29 June 2021 By Paul Martin

Wimbledon has started without the bulk of its usual spectator fans this year. Attribute that to the Covid pandemic.

The way most people watch Wimbledon has also been infected — by bugs in the BBC’s computer system. Or in its technology, at least.

On the second day of The Championships, as they are somewhat arrogantly called (no mention of British just ‘The’), the BBC backroom staff suddenly made their voices heard… while the actual match commentators were making their usual well-informed remarks.

Interferences, for example, included, telling the commentators their voices were coming in too loud or too soft.

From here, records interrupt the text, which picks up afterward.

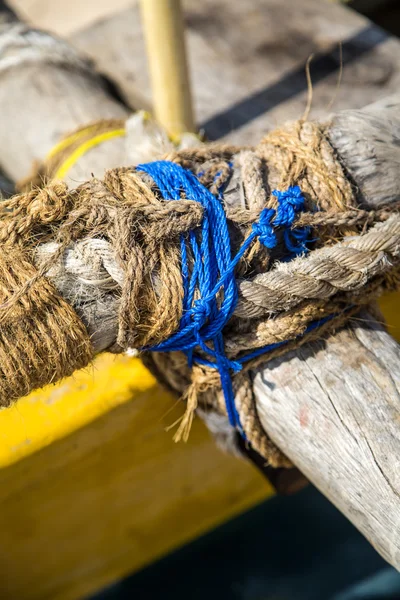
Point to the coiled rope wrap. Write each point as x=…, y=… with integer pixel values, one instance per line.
x=157, y=264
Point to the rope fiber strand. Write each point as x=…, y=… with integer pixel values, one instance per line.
x=209, y=262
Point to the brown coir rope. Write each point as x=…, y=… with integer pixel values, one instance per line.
x=112, y=247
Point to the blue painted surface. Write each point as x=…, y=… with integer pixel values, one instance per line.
x=296, y=548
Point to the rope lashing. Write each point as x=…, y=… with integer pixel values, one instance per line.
x=193, y=253
x=213, y=272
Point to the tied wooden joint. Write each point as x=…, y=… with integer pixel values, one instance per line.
x=113, y=251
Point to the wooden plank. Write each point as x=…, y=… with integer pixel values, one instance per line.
x=109, y=569
x=247, y=61
x=112, y=496
x=75, y=457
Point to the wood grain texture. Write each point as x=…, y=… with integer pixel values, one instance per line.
x=247, y=79
x=334, y=406
x=91, y=483
x=247, y=61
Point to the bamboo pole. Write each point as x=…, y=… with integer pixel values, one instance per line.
x=164, y=34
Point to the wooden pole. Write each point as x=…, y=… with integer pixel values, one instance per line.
x=164, y=34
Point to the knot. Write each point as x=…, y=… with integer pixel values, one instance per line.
x=264, y=230
x=211, y=276
x=290, y=202
x=200, y=313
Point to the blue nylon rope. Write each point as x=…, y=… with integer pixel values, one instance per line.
x=213, y=273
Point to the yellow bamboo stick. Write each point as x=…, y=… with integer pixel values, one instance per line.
x=164, y=35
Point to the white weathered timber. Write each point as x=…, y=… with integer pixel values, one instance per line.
x=333, y=406
x=46, y=91
x=347, y=375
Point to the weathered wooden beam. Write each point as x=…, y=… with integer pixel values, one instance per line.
x=360, y=372
x=333, y=406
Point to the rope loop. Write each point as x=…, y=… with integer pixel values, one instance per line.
x=210, y=288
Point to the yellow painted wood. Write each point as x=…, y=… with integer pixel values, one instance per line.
x=390, y=307
x=93, y=487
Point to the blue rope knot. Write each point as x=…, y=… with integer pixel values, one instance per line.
x=263, y=229
x=212, y=276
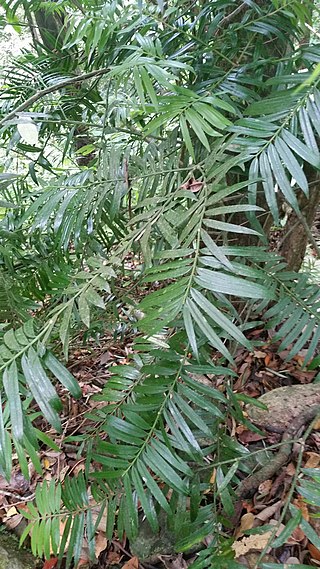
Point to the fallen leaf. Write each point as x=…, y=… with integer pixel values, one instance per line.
x=133, y=563
x=314, y=551
x=259, y=354
x=301, y=504
x=257, y=542
x=101, y=543
x=50, y=563
x=113, y=557
x=265, y=487
x=296, y=537
x=290, y=469
x=245, y=523
x=249, y=437
x=213, y=476
x=46, y=463
x=269, y=511
x=11, y=512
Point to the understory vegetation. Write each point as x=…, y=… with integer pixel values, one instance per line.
x=159, y=179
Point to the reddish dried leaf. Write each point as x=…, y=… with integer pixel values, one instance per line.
x=50, y=563
x=314, y=551
x=133, y=563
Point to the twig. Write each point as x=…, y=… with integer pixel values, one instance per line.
x=250, y=484
x=225, y=21
x=51, y=89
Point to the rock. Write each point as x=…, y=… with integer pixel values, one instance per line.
x=11, y=557
x=148, y=546
x=284, y=405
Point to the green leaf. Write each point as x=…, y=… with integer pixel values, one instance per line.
x=281, y=178
x=228, y=284
x=84, y=310
x=197, y=127
x=206, y=329
x=220, y=319
x=94, y=298
x=222, y=226
x=292, y=165
x=301, y=149
x=11, y=386
x=287, y=531
x=269, y=186
x=186, y=136
x=62, y=374
x=41, y=388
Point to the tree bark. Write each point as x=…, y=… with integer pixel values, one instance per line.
x=294, y=244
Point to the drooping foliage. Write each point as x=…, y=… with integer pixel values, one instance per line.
x=176, y=134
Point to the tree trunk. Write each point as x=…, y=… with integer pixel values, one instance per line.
x=293, y=245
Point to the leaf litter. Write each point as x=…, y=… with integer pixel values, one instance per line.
x=258, y=373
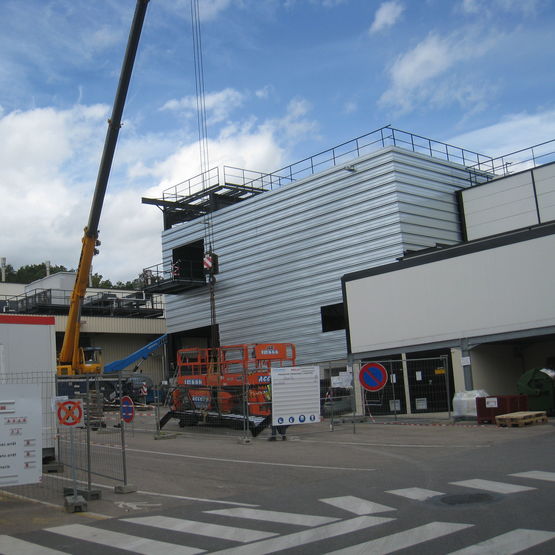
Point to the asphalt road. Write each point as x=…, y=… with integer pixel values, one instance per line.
x=414, y=489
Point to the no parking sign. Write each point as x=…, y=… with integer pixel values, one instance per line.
x=372, y=376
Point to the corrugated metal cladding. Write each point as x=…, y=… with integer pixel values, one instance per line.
x=282, y=253
x=99, y=324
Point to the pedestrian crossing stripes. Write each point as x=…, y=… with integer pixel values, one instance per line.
x=201, y=529
x=418, y=494
x=306, y=536
x=135, y=544
x=402, y=540
x=274, y=516
x=356, y=505
x=494, y=487
x=188, y=537
x=536, y=475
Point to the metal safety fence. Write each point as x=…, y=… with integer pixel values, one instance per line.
x=413, y=387
x=79, y=457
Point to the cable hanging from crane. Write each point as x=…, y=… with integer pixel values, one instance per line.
x=204, y=157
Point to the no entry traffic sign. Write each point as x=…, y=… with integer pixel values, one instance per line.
x=373, y=376
x=70, y=413
x=127, y=409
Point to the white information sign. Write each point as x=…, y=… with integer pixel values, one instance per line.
x=295, y=395
x=20, y=434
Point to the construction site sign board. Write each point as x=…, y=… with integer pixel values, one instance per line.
x=295, y=395
x=20, y=434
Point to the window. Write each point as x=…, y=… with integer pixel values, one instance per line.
x=187, y=261
x=333, y=317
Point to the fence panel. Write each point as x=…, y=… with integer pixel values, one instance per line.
x=426, y=381
x=85, y=454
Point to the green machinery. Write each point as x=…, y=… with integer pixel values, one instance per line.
x=539, y=385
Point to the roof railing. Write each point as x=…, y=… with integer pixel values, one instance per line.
x=520, y=160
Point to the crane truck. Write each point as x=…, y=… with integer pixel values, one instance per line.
x=74, y=360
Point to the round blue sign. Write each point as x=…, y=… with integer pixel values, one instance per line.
x=127, y=409
x=373, y=376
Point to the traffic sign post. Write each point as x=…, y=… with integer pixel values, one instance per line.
x=70, y=413
x=127, y=409
x=373, y=376
x=127, y=413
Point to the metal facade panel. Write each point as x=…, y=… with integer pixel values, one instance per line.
x=282, y=253
x=544, y=179
x=98, y=324
x=499, y=206
x=496, y=290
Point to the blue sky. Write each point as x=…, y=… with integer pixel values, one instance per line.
x=284, y=79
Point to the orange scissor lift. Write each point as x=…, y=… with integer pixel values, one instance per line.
x=227, y=386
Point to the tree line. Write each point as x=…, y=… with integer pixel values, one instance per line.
x=31, y=272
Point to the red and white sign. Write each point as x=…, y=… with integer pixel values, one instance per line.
x=70, y=413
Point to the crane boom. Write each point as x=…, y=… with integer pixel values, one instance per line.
x=71, y=360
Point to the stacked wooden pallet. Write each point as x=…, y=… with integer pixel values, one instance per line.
x=523, y=418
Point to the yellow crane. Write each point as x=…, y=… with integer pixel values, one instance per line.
x=74, y=360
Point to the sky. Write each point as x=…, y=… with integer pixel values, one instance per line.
x=283, y=80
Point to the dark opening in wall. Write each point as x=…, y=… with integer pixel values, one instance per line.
x=333, y=317
x=187, y=261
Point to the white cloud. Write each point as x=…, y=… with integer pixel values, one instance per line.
x=48, y=165
x=425, y=74
x=386, y=16
x=513, y=132
x=218, y=105
x=492, y=8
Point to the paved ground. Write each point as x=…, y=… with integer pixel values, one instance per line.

This was then followed by not broadcasting any post-match interview with five-times singles champion Serena Williams, who we assume must have given one in the press room — it’s compulsory (as we know from the demise of women’s world number one Osaka a few weeks before, at the start of the French Open, the previous Grand Slam event).

Then the commentators, showing just an empty stadium, informed us excitedly that we would now be seeing another exciting match. Nothing happened. And despite announcing another match, that nothingness continued.

Eventually we got to see a back-court match involving a British woman.

Normal service was being restored. But for the BBC, doyen of Wimbledon broadcasters and as ubiquitous and reliable as strawberries and cream, this was very very abnormal.